PgFincore

PgFincore is a set of functions to manage blocks in memory.

Each Table or Index is truncated in segment of (usually) 1GB, and each segment is truncated in block in filesystem.

Those functions let you know which and how many disk block from a relation are in the page cache of the operating system, and eventually write the result to a file. Then using this file, it is possible to restore the page cache state for each block of the relation.

Other functions are used to set a POSIX_FADVISE flag on the entire relation (each segment). The more usefull are probably WILLNEED and DONTNEED which push and pop blocks of each segments of a relation from page cache, respectively.

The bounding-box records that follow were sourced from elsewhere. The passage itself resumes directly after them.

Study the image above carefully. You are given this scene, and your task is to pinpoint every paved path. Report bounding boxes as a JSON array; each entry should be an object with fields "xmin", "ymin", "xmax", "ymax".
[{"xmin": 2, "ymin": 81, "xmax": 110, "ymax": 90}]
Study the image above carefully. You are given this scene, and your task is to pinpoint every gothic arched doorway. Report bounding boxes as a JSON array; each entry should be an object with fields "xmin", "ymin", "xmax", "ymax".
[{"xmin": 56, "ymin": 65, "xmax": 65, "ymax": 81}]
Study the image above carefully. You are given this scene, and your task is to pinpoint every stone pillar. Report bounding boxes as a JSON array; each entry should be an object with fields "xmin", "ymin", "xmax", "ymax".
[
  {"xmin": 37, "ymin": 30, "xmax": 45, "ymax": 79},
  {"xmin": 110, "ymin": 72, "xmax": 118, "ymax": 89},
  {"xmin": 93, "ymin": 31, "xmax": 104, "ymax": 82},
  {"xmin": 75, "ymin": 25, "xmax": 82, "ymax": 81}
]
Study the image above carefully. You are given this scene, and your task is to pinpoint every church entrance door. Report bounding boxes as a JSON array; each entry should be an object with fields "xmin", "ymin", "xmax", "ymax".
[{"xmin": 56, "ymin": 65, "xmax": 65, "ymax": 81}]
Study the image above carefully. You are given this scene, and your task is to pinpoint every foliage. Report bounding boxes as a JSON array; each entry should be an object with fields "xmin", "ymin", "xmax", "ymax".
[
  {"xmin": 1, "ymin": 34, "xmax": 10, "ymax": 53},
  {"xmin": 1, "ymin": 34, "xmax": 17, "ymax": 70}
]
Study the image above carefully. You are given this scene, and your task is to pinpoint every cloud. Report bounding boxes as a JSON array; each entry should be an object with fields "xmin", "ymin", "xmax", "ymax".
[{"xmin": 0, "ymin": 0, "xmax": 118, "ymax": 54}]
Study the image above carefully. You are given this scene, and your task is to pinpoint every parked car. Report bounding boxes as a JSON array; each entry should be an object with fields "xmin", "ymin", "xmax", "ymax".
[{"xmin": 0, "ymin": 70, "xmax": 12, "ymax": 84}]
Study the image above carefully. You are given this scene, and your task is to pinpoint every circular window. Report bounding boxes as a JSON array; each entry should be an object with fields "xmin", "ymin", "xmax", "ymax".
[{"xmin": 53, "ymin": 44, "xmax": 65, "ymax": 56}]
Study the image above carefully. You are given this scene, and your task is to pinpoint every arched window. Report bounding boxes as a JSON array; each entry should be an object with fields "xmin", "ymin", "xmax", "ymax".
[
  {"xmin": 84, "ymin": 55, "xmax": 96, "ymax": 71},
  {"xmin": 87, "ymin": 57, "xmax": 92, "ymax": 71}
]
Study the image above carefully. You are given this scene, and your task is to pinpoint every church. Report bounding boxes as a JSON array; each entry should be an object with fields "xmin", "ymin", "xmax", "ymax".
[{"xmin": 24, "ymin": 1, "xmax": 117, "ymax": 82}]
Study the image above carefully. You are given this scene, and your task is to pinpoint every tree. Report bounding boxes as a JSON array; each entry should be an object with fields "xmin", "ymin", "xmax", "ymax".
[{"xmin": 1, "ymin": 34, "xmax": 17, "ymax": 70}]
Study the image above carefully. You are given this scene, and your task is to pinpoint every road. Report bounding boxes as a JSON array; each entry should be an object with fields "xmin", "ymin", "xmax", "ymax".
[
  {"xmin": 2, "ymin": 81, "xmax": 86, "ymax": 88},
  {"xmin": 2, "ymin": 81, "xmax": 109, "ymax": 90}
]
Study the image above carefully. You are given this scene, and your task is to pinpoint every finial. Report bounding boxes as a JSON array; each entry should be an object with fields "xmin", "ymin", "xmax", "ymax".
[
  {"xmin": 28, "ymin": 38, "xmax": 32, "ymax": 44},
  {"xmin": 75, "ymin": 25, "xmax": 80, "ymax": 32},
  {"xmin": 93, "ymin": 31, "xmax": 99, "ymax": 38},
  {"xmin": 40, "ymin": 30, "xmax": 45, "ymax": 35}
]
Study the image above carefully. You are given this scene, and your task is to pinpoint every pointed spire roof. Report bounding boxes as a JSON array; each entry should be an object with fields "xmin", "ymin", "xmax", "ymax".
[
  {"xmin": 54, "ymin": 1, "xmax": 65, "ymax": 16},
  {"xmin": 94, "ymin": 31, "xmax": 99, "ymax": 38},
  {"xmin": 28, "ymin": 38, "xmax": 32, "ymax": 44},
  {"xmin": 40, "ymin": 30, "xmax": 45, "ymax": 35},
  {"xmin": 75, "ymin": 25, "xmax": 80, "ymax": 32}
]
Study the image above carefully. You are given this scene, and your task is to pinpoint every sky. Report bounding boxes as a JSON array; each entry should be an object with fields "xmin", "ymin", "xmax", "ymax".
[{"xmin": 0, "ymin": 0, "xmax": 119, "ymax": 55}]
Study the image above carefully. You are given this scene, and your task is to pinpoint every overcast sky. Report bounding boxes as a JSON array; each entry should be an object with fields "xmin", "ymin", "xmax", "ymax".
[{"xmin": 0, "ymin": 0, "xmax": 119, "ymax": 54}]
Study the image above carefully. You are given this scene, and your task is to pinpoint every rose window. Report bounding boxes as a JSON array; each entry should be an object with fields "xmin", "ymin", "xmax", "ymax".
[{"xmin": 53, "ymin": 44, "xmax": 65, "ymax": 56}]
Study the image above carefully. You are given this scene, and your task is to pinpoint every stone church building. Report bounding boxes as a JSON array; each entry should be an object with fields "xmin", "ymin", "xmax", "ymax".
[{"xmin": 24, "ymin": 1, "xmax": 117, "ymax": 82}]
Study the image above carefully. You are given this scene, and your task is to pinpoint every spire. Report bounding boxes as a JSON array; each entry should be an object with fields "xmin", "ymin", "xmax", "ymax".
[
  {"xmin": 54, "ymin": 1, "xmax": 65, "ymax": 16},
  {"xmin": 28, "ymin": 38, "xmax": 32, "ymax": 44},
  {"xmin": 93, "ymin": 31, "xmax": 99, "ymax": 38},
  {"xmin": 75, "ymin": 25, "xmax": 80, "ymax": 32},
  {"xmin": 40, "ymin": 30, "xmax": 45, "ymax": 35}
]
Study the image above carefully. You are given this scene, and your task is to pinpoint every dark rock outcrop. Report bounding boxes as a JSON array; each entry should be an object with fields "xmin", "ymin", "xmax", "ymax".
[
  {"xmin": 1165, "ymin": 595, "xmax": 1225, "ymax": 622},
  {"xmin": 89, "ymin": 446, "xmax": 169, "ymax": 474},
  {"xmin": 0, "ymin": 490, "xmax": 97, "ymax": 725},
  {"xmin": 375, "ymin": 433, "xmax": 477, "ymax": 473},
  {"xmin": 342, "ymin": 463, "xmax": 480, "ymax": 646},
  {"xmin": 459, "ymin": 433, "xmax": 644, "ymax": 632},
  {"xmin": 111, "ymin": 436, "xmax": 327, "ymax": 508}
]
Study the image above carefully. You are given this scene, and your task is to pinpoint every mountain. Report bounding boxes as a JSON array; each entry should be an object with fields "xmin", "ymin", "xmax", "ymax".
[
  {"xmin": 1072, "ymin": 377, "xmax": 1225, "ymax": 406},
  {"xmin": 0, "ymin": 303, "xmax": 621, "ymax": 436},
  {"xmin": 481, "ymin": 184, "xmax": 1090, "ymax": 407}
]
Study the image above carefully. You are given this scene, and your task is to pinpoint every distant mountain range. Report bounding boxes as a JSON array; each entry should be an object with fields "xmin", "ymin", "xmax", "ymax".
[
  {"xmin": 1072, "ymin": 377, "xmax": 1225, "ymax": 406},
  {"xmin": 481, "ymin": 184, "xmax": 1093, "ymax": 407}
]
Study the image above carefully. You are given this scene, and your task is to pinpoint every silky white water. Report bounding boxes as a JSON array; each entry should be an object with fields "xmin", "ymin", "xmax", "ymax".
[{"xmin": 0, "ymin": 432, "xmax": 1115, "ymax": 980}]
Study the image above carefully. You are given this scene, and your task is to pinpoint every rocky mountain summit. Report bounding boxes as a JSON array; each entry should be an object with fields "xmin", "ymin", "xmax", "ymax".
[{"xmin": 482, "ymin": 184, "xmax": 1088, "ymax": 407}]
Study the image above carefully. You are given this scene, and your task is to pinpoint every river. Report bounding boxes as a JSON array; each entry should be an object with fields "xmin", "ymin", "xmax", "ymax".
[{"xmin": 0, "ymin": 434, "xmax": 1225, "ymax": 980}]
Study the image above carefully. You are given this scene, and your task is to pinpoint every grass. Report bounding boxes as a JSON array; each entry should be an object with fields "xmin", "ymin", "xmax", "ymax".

Each functions are call with at least a table name or an index name (or oid) as a parameter and walk each segment of the relation.

Download

Lastest release is 0.4.1 : direct download

You can grab the latest code with git :

 git clone git://git.postgresql.org/git/pgfincore.git

Or browse it

And the project is on pgfoundry : PgFincore

Install

First, make stage :

USE_PGXS=1 make clean
USE_PGXS=1 make
su
USE_PGXS=1 make install

Then, create the functions from the sql script (it should be in your contrib directory) :

psql mydb -f pgfincore.sql

Use Cases

Here are some examples of usage. If you want more details go to Documentation

Load a table or an index in OS Page Cache

You may want to try to keep a table or an index into the OS Page Cache, or preload a table before your well know big query is executed (reducing the query time).

To do so, just execute the following query:

cedric=# SELECT * FROM pgfadv_willneed('pgbench_accounts');
      relpath       | block_size | block_disk | block_free 
--------------------+------------+------------+------------
 base/16384/24598   |       4096 |     262144 |     111882
 base/16384/24598.1 |       4096 |      55318 |      56764
(2 ROWS)
 
TIME: 39309,294 ms

The column “block_size” report that block size of the filesystem is 4KB. The column “block_disk” is the number of blocks of the specified file. The column “block_free” is the number of free blocks in memory (for caching).

Snapshot and Restore the OS Page Cache state of a table or an index (or more)

You may want to restore a table or an index into the OS Page Cache as it was while you did the snapshot. For example if you have to reboot your server, then when PostgreSQL start up the first queries might be slow because nether PostgreSQL or the OS have cache pages about the relations involved in those first queries. Executing a snapshot and a restore is very simple :

-- Snapshot
cedric=# SELECT * FROM pgmincore_snapshot('pgbench_accounts');
      relpath       | block_size | block_disk | block_mem | group_mem 
--------------------+------------+------------+-----------+-----------
 base/16384/24598   |       4096 |     262144 |    131745 |         1
 base/16384/24598.1 |       4096 |      55318 |     55318 |         1
 
-- Restore
cedric=# SELECT * FROM pgfadv_willneed_snapshot('pgbench_accounts');
      relpath       | block_size | block_disk | block_free 
--------------------+------------+------------+------------
 base/16384/24598   |       4096 |     262144 |     105335
 base/16384/24598.1 |       4096 |      55318 |      50217
(2 ROWS)
 
TIME: 38745,140 ms

The column “block_mem” report how many blocks of the file are in memory. The column “group_mem” report that all the bloks in memory are contigous (only one group).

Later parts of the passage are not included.